At night, we’d drive around looking for a motel with a “Vacancy” sign. Every name was evocative: The Candlelight, the Sandman, Kozy Kabins, Top O’ the World. One year our black babysitter, Ossie Lee, went to Michigan with us. All through the South, no motel would let her in. We drove through the black neighborhoods in the dark, looking for a guest house or family that would shelter her for the night, Ossie Lee holding her head high in the back seat and the rest of us ashamed for her—and for ourselves.
How we longed to stay in one of those glamorous new two-story motels like the Holiday Inn! Instead, we’d end up in structures more like the Bates Motel in Psycho, all of us crammed into one room and living out of communal suitcases. If we couldn’t find a place that would allow pets, we’d have to sneak in our German shepherds, who would bark at the slightest sound outside the door. If we were really lucky, there’d be a pool—small and murky, but a pool, nevertheless. We’d swim in the moonlight, then explore the grounds. Even the air smelled different.
My parents loved to stop at fruit stands, which disgusted me the summer I was a disdainful 13-year-old. I remember lying on the chenille bedspread in some motel and having one of those terrible teenage epiphanies while I watched my mother cut up ripe Georgia peaches and parcel out the dripping slices among the younger children. I don’t belong with these people, I shuddered to myself, looking around the littered room and overcome with revulsion for my entire family and their messy, earthy appetites.
I didn’t expect to recreate those trips this summer, but neither did I expect everything to be so different. Kate and I started out in high spirits, telling each other we were like Thelma and Louise, headed for wild adventures. (“You be Louise,” said Kate, reserving the more glamorous role for herself.)
But nobody would have made a movie of this trip. We sped efficiently up the interstate network in a climate-controlled comfort, past a never-changing landscape of cars, pine trees and billboards advertising the same half-dozen chain motels and restaurants. Except for the flat highway becoming hilly somewhere in Central Florida, the sameness was almost eerie. Even the radio never varied—songs, formats and voices the same from state to state.
Finally, guiltily thinking that Kate wouldn’t take away a single memory, I got off I-75 near Macon to drive through some pretty small towns known for their historic houses. “Look at that one!” I’d cry as we passed each beautiful mansion, and sometimes she would glance up from her Archie comic book and dutifully grunt out appreciation.
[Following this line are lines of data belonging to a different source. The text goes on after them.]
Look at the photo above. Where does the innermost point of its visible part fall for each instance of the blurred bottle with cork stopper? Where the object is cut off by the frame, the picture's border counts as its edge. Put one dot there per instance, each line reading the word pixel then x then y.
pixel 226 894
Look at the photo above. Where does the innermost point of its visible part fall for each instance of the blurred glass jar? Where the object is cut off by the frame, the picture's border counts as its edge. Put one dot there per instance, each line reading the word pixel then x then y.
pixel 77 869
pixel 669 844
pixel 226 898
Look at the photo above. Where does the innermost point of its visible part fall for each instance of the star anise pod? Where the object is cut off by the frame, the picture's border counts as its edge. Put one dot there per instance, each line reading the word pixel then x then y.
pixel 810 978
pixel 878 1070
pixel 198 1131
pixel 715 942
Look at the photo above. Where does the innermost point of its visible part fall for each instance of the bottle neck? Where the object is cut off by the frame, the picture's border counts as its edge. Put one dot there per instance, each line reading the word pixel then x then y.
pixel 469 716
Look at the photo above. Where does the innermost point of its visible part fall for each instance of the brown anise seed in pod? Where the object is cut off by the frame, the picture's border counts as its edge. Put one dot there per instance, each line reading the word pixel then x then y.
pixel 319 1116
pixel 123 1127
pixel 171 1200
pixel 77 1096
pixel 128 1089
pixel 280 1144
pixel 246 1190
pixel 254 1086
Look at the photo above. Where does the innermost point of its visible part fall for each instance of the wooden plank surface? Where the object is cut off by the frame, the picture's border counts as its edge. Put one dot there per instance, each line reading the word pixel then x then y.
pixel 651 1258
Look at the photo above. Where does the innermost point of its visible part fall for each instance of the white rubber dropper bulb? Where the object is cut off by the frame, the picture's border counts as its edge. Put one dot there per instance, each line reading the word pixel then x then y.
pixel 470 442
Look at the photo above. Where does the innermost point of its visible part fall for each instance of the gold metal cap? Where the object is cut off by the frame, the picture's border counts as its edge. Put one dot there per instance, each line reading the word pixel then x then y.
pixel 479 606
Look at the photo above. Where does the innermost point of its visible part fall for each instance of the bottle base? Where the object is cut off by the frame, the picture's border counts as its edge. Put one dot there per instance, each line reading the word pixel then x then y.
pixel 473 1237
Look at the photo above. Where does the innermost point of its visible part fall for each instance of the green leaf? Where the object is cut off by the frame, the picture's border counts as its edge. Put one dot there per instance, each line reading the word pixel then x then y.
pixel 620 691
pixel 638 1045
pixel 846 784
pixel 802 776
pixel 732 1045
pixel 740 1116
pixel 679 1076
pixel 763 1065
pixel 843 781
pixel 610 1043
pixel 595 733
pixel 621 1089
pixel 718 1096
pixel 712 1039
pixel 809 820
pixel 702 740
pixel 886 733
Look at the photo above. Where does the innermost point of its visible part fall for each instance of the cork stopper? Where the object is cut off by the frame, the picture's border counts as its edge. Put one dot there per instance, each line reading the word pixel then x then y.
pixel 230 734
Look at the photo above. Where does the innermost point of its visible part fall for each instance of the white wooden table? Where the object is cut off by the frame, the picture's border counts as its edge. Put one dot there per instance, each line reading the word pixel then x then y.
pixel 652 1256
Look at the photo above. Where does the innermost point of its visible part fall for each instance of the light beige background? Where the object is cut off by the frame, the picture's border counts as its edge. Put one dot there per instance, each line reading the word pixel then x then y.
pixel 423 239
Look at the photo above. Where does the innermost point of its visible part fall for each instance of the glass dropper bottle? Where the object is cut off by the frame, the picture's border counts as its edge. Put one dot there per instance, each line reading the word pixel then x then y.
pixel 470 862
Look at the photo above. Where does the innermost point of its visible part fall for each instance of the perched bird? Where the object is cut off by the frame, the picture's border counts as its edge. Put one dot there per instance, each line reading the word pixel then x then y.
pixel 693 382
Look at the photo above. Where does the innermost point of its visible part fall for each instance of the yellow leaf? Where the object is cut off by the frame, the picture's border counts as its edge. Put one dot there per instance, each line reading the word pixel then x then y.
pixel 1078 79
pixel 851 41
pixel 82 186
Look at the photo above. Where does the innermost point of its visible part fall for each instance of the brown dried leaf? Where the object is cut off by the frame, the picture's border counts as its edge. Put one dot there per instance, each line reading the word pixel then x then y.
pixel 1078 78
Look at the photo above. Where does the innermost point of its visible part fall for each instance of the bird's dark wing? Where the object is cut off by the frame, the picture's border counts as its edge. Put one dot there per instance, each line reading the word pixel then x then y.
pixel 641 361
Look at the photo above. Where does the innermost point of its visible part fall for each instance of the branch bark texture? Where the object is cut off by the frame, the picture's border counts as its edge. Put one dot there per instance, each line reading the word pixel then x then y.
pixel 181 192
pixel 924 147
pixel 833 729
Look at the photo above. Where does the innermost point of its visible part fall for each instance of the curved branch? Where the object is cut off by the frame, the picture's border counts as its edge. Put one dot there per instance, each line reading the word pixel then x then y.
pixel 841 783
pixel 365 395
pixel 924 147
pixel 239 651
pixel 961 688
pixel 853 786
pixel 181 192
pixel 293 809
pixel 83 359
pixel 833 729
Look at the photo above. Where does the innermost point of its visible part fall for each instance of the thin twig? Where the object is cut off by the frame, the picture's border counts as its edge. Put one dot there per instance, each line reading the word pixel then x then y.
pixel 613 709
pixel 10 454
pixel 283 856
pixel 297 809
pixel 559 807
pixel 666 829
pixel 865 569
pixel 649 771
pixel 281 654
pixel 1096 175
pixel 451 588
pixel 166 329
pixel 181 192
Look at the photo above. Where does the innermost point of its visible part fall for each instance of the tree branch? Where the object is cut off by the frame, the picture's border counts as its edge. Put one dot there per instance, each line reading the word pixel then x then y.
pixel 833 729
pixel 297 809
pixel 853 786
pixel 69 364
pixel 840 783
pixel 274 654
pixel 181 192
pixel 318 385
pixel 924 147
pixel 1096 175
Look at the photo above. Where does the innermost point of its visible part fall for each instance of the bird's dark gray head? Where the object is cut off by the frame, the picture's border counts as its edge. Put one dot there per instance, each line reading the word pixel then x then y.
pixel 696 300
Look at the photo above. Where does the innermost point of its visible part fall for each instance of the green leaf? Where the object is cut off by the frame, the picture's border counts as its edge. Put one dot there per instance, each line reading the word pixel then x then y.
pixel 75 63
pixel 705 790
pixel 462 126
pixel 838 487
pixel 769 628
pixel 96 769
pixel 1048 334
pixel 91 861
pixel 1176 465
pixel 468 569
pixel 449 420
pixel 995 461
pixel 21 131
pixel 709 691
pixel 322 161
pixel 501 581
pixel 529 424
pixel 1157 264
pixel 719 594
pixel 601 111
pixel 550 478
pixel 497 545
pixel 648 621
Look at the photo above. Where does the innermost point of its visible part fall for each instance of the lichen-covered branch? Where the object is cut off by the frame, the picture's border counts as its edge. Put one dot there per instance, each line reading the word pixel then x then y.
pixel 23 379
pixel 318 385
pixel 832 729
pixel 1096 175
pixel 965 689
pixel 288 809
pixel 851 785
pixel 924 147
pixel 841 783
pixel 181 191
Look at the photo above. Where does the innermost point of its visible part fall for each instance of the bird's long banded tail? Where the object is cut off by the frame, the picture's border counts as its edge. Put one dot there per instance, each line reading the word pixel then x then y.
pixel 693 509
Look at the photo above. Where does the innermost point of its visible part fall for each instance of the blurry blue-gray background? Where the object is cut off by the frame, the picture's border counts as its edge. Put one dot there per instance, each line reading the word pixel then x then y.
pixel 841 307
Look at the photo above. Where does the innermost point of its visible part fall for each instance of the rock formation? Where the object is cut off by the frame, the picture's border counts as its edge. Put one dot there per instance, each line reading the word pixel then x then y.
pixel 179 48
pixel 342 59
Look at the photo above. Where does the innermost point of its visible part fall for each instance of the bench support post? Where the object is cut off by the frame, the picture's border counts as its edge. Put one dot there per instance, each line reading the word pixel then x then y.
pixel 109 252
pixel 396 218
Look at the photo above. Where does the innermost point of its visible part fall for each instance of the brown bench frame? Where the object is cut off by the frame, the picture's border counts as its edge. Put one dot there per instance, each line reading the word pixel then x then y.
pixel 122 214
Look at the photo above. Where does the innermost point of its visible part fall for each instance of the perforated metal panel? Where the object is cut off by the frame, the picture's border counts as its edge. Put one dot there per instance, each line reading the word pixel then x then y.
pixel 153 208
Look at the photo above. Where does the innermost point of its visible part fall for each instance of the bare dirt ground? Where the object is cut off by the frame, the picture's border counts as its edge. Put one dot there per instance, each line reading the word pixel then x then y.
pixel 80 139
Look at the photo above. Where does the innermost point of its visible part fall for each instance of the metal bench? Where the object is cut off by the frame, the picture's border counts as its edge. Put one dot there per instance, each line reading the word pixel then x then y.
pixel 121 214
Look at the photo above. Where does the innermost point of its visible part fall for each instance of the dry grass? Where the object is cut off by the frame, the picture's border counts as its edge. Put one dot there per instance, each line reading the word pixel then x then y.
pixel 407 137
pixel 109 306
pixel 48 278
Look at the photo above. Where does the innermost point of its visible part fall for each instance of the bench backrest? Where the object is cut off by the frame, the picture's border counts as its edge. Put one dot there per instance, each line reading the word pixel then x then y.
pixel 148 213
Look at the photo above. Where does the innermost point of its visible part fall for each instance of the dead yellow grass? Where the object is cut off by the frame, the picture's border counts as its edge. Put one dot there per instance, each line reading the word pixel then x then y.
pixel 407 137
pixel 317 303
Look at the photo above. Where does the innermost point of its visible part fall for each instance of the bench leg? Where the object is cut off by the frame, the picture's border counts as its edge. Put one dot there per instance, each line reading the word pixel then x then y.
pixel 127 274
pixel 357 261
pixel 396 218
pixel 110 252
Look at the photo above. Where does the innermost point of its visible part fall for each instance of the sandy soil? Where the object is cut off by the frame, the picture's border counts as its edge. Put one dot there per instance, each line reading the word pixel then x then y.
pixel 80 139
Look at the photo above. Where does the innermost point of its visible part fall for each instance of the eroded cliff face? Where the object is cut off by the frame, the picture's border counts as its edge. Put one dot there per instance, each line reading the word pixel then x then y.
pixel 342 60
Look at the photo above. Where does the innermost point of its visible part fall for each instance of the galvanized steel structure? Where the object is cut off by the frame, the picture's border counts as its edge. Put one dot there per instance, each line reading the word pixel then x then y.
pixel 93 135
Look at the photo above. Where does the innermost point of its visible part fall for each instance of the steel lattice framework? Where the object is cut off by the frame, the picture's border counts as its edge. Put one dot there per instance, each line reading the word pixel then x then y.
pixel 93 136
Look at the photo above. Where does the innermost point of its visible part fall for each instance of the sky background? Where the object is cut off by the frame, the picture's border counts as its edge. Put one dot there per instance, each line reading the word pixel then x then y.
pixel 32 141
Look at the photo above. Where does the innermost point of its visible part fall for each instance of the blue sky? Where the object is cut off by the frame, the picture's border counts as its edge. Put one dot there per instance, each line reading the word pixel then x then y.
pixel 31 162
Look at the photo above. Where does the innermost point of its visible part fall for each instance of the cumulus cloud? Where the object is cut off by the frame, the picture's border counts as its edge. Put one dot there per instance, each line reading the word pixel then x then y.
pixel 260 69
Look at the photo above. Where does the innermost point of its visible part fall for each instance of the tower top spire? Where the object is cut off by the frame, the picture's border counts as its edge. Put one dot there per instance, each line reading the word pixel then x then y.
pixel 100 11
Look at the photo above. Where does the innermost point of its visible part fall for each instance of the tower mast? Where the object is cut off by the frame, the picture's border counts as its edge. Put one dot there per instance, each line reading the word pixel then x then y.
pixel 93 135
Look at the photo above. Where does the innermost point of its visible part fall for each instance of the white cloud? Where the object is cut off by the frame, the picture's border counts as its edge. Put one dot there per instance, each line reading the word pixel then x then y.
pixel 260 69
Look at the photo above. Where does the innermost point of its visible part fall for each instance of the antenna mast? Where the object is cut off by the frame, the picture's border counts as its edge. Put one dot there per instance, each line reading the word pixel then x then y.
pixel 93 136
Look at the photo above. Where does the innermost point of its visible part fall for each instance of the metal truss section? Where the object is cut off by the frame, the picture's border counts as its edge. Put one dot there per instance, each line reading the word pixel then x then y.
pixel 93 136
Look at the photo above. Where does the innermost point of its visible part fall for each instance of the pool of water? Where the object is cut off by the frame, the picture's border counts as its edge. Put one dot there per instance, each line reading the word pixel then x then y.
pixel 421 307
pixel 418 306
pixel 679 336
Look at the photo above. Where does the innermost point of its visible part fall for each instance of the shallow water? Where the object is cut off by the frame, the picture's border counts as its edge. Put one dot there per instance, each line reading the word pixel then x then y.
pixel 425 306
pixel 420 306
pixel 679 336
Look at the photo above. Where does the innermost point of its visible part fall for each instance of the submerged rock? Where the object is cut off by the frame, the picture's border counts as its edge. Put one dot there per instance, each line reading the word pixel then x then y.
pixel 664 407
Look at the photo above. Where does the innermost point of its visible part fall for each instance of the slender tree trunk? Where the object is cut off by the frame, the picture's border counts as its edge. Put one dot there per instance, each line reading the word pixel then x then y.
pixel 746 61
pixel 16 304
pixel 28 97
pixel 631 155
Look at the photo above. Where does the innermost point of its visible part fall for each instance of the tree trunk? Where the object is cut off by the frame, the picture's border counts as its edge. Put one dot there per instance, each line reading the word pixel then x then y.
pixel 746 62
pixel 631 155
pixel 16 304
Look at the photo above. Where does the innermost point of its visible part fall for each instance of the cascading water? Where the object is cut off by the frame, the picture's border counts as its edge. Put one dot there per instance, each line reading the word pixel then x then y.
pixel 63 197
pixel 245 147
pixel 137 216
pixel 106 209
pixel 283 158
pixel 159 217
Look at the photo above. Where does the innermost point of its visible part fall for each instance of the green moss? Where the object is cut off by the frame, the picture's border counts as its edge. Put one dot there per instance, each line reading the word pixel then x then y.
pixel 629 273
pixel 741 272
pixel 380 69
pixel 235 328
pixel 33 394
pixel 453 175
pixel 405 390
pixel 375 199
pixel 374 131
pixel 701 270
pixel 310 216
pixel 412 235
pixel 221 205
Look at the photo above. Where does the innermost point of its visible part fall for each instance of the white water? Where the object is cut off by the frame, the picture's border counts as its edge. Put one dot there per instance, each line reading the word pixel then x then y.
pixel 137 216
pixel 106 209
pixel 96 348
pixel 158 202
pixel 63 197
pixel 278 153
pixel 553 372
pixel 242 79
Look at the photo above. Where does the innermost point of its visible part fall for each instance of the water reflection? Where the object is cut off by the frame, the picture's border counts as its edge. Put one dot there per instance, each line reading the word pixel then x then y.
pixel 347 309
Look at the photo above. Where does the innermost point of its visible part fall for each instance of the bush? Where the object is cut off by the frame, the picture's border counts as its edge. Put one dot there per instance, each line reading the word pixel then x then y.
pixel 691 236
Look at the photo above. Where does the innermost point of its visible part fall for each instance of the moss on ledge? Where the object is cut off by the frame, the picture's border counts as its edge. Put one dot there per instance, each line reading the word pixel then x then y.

In a few hours, I was glad to get back on the interstate, grateful for those wide lanes and no tense decisions about when to pass.
For the truth is, much as I’d like to picture myself as an explorer, I liked the comfort, the safety—yes, the very blandness—of this new kind of travel. And I also liked what modern technology did for the trip, from air conditioning to my radio/tape deck with its trusty scan button. NPR followed me wherever I went, and I spent hours enjoying the books on tape a friend had lent me.
And when I turned off the tape deck, I found myself soothed by the monotony of the road, suspended in splendid isolation, with rare time to think about my life and the people I was temporarily detached from. In a way, this trip was an inner journey, a welcome breather from my overcrowded life.
But when I pulled up in my driveway and started unloading the car, I felt a little wistful—even cheated. Despite all the ease and comfort, something was missing. Maybe it’s just my early conditioning, but I guess deep down I believe travel should be more than just another drive-thru experience.
I wish we’d had at least one adventure. I wish I’d stopped at a fruit stand.